Encep debate proposta de revisão da Resolução CNS 347,
de 13 de janeiro de 2005

 

      Sob a coordenação de Gabriela Marodin, membro da Conep, a mesa sobre a Revisão da Resolução CNS 347/2005, contou com Antônio Hugo José Froes Marques Campos, gerente do Bio-banco do Hospital A. C. Camargo, Nise Yamaguchi, representante do Ministério da Saúde/São Paulo e Paulo Henrique C. França, da Conep.

 

      A mesa teve como objetivo a reflexão e o debate sobre a temática “biobanco /biorrepositório” e a proposta de revisão e atualização da Resolução do Conselho Nacional de Saúde 347/2005, que regulamenta o armazenamento e a utilização de material biológico humano no âmbito de projetos de pesquisa.

 

      Segundo Gabriela Marodin, há uma preocupação mundial em relação à harmonização de biobancos nos seus aspectos éticos, jurídicos e técnicos e no Brasil, desde o início de 2009, vem ocorrendo um debate e apelo da comunidade científica para regulamentação desta prática. Para explorar o tema foi montado um Grupo de Trabalho, coordenado por ela, com a participação do controle social, gestores, pesquisadores e diversos especialistas a fim de elaborarem as Diretrizes Nacionais para biorrepositórios e biobancos de material biológico humano com finalidade de pesquisa - Portaria do Ministério da Saúde. 

 

      Foi feita, então, uma articulação com a Conep, por ser Controle Social, e com a Anvisa, pela competência regulatória, uma integração do MS/ Anvisa/ Conep para abarcar a Harmonização e Padronização de Biobancos no contexto nacional. “É importante salientar que toda Portaria Técnico Política emanada do Ministério da Saúde é fruto de uma pactuação feita de forma democrática e plural. A referida Portaria esteve em consulta pública no mês de maio e nos próximos meses as sugestões serão compiladas para sinalização da redação final”, diz Gabriela Marodin, que é membro da Conep.

 

      Em função desse contexto, nacional e internacional, e considerando a dinamicidade da ciência, a Conep sentiu a necessidade de revisão e atualização da Resolução 347. “Com isso, teremos dois documentos complementares e em consonância – a Resolução atualizada e a Portaria do Ministério da Saúde –, ou seja, documentos harmonizados para essa questão de grande importância e preocupação”, destaca Gabriela.

 

      A proposta de revisão e atualização da Resolução será, ainda, apresentada aos CEPs e sociedades representativas da pesquisa no Brasil em processo de consulta pública e levada ao Pleno do Conselho Nacional de Saúde para aprovação.

 

 

Encontro de usuários busca fortalecimento da participação nos CEPs


No dia 18 foi realizado, juntamente com o III Encep, o Encontro dos representantes de Usuários: Fortalecimento da participação dos representantes de usuários em Comitês de Ética em Pesquisa.
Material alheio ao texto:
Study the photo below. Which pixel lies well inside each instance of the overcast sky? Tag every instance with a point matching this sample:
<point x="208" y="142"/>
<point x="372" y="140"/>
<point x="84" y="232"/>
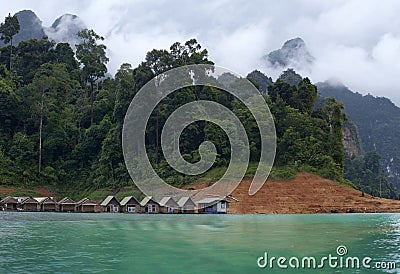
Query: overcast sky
<point x="355" y="42"/>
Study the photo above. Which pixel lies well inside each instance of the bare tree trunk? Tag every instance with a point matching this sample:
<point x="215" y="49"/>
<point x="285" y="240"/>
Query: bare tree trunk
<point x="40" y="133"/>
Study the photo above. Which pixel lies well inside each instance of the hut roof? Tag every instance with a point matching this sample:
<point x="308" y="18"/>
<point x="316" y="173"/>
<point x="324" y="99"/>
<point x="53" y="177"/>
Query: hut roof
<point x="85" y="201"/>
<point x="9" y="200"/>
<point x="27" y="200"/>
<point x="45" y="200"/>
<point x="168" y="201"/>
<point x="127" y="199"/>
<point x="108" y="200"/>
<point x="66" y="201"/>
<point x="146" y="200"/>
<point x="211" y="201"/>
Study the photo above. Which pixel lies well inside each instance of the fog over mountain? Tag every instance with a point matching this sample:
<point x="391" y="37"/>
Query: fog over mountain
<point x="64" y="28"/>
<point x="356" y="42"/>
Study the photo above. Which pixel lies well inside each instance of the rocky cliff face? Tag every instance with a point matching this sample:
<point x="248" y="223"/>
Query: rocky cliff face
<point x="64" y="28"/>
<point x="351" y="140"/>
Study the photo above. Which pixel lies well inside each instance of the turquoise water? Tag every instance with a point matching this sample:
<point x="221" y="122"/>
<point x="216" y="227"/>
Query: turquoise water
<point x="122" y="243"/>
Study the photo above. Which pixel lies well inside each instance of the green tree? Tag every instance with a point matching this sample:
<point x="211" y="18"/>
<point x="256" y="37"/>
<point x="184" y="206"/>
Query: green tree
<point x="8" y="29"/>
<point x="93" y="58"/>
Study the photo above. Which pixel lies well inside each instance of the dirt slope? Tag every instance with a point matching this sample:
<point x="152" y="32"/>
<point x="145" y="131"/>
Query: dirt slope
<point x="306" y="193"/>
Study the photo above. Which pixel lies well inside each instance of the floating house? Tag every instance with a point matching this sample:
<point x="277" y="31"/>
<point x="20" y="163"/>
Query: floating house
<point x="110" y="204"/>
<point x="27" y="204"/>
<point x="168" y="205"/>
<point x="130" y="205"/>
<point x="66" y="205"/>
<point x="149" y="205"/>
<point x="46" y="204"/>
<point x="187" y="205"/>
<point x="9" y="204"/>
<point x="212" y="205"/>
<point x="85" y="205"/>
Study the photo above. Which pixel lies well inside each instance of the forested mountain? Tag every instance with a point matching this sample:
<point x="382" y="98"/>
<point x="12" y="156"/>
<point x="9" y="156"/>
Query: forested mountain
<point x="365" y="170"/>
<point x="61" y="120"/>
<point x="378" y="122"/>
<point x="64" y="29"/>
<point x="294" y="53"/>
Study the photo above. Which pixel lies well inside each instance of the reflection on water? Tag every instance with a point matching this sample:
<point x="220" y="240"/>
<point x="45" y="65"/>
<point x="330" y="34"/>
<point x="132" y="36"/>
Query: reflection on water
<point x="88" y="243"/>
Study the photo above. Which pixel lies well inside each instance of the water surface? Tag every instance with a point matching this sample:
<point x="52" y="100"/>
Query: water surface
<point x="122" y="243"/>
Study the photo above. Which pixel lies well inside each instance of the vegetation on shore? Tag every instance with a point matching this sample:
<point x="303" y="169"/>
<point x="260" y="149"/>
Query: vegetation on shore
<point x="61" y="119"/>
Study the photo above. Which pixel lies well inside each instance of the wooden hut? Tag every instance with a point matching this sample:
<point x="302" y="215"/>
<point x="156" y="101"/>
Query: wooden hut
<point x="168" y="205"/>
<point x="149" y="205"/>
<point x="212" y="205"/>
<point x="85" y="205"/>
<point x="130" y="205"/>
<point x="110" y="204"/>
<point x="28" y="204"/>
<point x="187" y="205"/>
<point x="46" y="204"/>
<point x="9" y="204"/>
<point x="66" y="205"/>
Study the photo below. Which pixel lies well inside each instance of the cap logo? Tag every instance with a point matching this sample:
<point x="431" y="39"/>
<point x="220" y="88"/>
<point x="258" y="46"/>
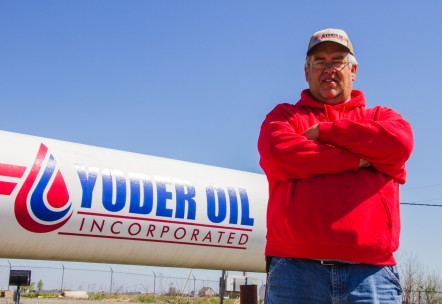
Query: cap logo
<point x="328" y="36"/>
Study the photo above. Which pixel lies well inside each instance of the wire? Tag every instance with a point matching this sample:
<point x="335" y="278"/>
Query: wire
<point x="420" y="187"/>
<point x="419" y="204"/>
O membro da Conep, José Araújo, chamou atenção para a necessidade de todos conhecerem a Resolução 240/1997, que define representação de usuários nos CEPs e orienta a escolha. Dentre as várias preocupações levantadas entre os participantes estão a capacitação, socialização de conhecimentos e participação ativa dos CEPs.